Wirtschaftsblick
Weltfinanzkrise erreicht die Golfstaaten

Die glänzenden Zeiten am Golf sind Vergangenheit. Ein sinkender Ölpreis und schwache Immobilienmärkte machen den arabischen Ländern zu schaffen. Einen Krisengewinnler gibt es allerdings: Den Finanzplatz Beirut.

KÖLN. Auch die arabischen Golfstaaten sind von der Weltfinanzkrise betroffen. Gleichzeitig wecken die in der Region angehäuften Petrodollars Begehrlichkeiten. Gegenwärtig üben aber die Finanziers aus Nahost Zurückhaltung. Die Gründe hierfür sind vielfältig: Kursstürze der regionalen Börsen, rückläufige Öleinnahmen, eine eigene Immobilienblase und die schlechten Erfahrungen mit der Wall Street. Lediglich der Bankenplatz Beirut profitiert von der hohen Liquidität. Dieser gilt als sicher, konservativ und als krisenresistent.

Gerade derzeit könnte das V des in Stahl und Glas gewundenen Hauptquartiers der Abu Dhabi Investment Authority (ADIA), dem weltgrößten staatlichen Investitionsfonds, als Victory-Zeichen gedeutet werden. Schließlich ist die wachsende Bedeutung arabischer Petrodollars für die Industrieländer kaum übersehbar. So stellt der Vizefinanzminister der USA, Robert Kimmit, anlässlich seiner Aufwartung bei der ADIA fest: "Unsere Volkswirtschaften sind gemeinsam stärker als allein" und pries weiter "den freien Kapitalfluss von Staatsfonds und allen anderen ausländischen Investoren".

Dass die arabischen Geldgeber den von der Hypothekenkrise betroffenen Banken so beispringen, wie 2007 beim Einstieg der ADIA sowie den Staatsfonds aus Kuwait und Katar bei Citigroup, Merril Lynch oder Credit Suisse, ist kaum zu erwarten. Zu hoch sind die bei diesen Deals gemachten Verluste. In der Financial Times Deutschland bringt diese Haltung Nasser Al Shaali, Chef des Dubai International Financial Center (DIFC) auf den Punkt: "Unsere Staatsfonds werden jetzt nicht die Superhelden des Internationalen Finanzsystems spielen. Sie sind zuallererst kommerziell getriebene Investoren."

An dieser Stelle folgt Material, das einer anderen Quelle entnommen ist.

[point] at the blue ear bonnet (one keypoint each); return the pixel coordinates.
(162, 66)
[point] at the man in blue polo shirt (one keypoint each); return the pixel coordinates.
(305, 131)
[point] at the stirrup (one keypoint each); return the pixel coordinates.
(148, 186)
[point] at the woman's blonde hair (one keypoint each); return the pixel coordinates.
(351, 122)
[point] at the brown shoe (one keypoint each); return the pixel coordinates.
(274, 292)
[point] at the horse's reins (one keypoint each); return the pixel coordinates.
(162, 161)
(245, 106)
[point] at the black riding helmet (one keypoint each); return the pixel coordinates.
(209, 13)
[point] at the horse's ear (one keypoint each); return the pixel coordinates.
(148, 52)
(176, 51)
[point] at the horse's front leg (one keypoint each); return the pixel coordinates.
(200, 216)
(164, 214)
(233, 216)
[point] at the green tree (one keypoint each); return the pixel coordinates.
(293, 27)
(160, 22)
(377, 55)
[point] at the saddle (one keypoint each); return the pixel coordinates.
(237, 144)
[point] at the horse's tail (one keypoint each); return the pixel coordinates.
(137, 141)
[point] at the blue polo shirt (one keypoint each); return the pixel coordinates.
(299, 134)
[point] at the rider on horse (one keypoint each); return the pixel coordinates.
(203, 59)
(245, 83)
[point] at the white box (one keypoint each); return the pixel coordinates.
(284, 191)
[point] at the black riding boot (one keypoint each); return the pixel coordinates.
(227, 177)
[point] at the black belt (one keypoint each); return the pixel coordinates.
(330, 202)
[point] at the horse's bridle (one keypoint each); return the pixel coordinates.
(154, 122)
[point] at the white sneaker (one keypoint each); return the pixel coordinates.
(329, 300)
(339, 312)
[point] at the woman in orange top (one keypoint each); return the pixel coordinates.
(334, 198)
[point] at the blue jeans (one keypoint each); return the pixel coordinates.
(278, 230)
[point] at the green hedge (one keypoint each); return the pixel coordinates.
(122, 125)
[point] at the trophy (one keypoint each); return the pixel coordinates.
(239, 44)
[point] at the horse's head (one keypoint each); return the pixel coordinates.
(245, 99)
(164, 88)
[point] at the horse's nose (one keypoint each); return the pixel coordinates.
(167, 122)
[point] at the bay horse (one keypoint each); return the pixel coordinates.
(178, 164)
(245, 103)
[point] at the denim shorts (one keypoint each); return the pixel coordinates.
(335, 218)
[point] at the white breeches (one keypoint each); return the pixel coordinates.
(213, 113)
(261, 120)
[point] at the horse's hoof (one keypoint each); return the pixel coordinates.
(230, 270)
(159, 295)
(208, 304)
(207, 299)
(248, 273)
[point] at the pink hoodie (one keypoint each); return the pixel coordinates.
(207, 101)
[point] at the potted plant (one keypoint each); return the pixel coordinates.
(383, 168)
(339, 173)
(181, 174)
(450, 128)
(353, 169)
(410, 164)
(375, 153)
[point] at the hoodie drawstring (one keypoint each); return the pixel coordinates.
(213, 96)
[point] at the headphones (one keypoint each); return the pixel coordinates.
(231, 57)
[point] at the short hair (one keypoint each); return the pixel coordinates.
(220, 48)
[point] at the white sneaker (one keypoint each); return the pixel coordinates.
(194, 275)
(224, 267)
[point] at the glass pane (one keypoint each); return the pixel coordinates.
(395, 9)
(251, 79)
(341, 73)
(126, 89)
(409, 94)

Die Scheu vor finanziellen Rettungsaktionen ist auch bei den Saudis spürbar. Auf dem Weltfinanzgipfel in Washington hat Saudi-Arabien den Vorschlag des britischen Premiers Gordon Brown abgelehnt, Saudi-Arabien solle dem Internationalen Währungsfonds oder anderen internationalen Institutionen mit zusätzlichen Mitteln aushelfen. Das Königreich, so der saudische Finanzminister Ibrahim al-Assaf zu Reuters, nehme entgegen vieler Gerüchte nicht aus dem Grunde am Finanzgipfel teil, "um Rechnungen zu bezahlen". Saudi-Arabien sei aber ein großzügiges Geberland. Zudem hat das Königreich ein 400 Mrd. US$ (316 Mrd. Euro) schweres Programm zur Entwicklung der Ölindustrie und des staatlichen Sektors aufgelegt.

Auch in Zukunft glauben Experten werden die Golfstaaten im Ausland investieren. Nur wird dies nicht so schnell und mit viel Bedacht geschehen. Zuhause gibt es genug zu tun: So mussten einige arabische Fonds (Kuwait und Katar) mit Aktienkäufen beispringen, um die eigenen abgestürzten Börsen zu stützen. Zwar sind die arabischen Golfbanken relativ abgekoppelt vom internationalen Finanzsystem. Institutionelle Anleger haben aber wegen anderweitiger Verbindlichkeiten ihr Geld von den Börsen am Golf abgezogen. Dies in Kombination mit einem stark gefallenen Ölpreis, der Furcht vor einer eigenen Immobilienblase sowie den globalen Unsicherheiten, haben die Kurse auf den arabischen Aktienmärkten abstürzen lassen.